Many clinical trials are utilizing new digital data streams, sources, and data types including eCOA, wearables, genomics, biomarkers, images, and videos. With these richer datasets come the opportunity for new and multi-faceted insights into patient experiences with a new therapy if the data can be assembled and organized in near real-time and published to key stakeholders. Today, most trials using multiple sources are instead experiencing a lack of data visibility, access, and control due to these data often being unavailable until the very end of a trial where the focus is on reconciliation.

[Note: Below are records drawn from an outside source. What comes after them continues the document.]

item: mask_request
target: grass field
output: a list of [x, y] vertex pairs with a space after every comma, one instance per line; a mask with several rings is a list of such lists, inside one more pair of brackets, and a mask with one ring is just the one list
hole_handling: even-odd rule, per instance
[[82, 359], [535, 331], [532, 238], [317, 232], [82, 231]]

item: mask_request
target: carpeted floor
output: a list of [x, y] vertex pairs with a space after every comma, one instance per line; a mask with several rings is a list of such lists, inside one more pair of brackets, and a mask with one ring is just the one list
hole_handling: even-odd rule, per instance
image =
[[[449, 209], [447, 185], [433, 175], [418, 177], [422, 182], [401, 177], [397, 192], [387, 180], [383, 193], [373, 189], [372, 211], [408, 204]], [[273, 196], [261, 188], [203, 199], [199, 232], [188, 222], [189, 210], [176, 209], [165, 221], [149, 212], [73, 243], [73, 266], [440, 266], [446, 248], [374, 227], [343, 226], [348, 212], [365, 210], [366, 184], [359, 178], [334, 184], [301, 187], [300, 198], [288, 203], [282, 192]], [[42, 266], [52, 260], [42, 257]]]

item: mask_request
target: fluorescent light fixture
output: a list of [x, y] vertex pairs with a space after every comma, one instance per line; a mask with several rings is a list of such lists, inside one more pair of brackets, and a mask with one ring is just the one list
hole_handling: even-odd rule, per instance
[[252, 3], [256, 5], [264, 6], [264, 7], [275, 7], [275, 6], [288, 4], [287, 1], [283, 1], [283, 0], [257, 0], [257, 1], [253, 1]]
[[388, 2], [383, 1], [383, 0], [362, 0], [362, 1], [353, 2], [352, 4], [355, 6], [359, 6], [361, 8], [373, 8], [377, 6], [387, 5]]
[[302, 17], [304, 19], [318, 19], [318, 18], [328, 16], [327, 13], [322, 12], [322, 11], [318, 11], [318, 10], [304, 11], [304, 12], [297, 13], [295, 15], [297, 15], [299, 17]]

This in turn may lead to cycle time delays with large pharma experiencing a 40% increase in time from LPLV to Database lock time according to a 2019 Tufts-eClinical Solutions Data Strategies Evolution Study* since 2017. In order to reduce the impact of delays associated with managing external data sources, life sciences companies can assemble data pipelines that automate the process of acquiring, transforming, and standardizing all their disparate data sources allowing researchers to benefit from faster insights garnered from holistic views of patients.
What is a Data Pipeline?
A data pipeline is like an energy pipeline that brings data to the places it needs to go without manual interventions. A data pipeline collects, organizes, transforms, and standardizes data before it is stored. With each new source used in clinical trials, there are new formats to contend with in order for information to be accurately stored and analyzed. With an effective data pipeline, data can be organized into a single system that checks for accuracy and quality upon ingestion and according to standards. The old ETL (extract, transform and load) paradigm was for data to be transformed prior to being loaded and with modern technologies, this is no longer the case—data can be ingested in any form and transformed at later points when it makes sense to combine and normalize with other sources. Unlike old systems where data was processed in batches, modern data pipelines can constantly gather and clean data to reduce the backlog and improve efficiencies.
Data Pipelines & Data Quality
Data pipelines are important for many types of enterprises, but they are imperative in clinical research due to the large amounts of data that must be collected from multiple data sources. Wearables and omics data streams are just some of the new sources that are becoming more commonplace in clinical trials. However, there are varying levels of trust in these sources because they are still relatively new. In a recent report, 22% of clinical trial providers were worried about the quality of data from wearables. Data pipelines can reduce human error by ensuring with automation that all data is valid, has a clear chain of custody, and is ready for real-time analysis and consumption.
Data quality and data pipelines are a little like the chicken and the egg: to achieve high-quality data, especially as sources grow exponentially, organizations need to have a solid data pipeline in place. However, to develop an effective data pipeline, high-quality data must be readily available. This interdependency is due to the fact that, in order for data pipelines to be scalable and effective, they also need to be dynamic and adaptable. Without streams of high-quality data, it is difficult to understand the objectives for the pipeline and what the future of the pipeline should look like. Future-proofing the data pipeline will be essential to ensuring that data meets the highest standards as enterprises and trials scale.
Life sciences organizations recognize that they need quality, usable data, but many do not have the time or assets available to build out and manage an effective pipeline. In a survey conducted by Tufts, 87% of companies said that time and resources were the top barriers for data strategy implementation, followed by technology modernization and regulatory concerns. As one of the building blocks of a strong data management plan, a well-defined pipeline can bring life sciences organizations closer to meeting their data quality goals. With a data strategy, data definitions and collection guidelines are clearly established, while data checks and systems are set up to ensure data is free of errors and in a usable format. This, in turn, prepares the data to be leveraged for more powerful insights and analytics that can lead to more efficient clinical trials and accelerate the speed to market for much-needed drugs and therapies.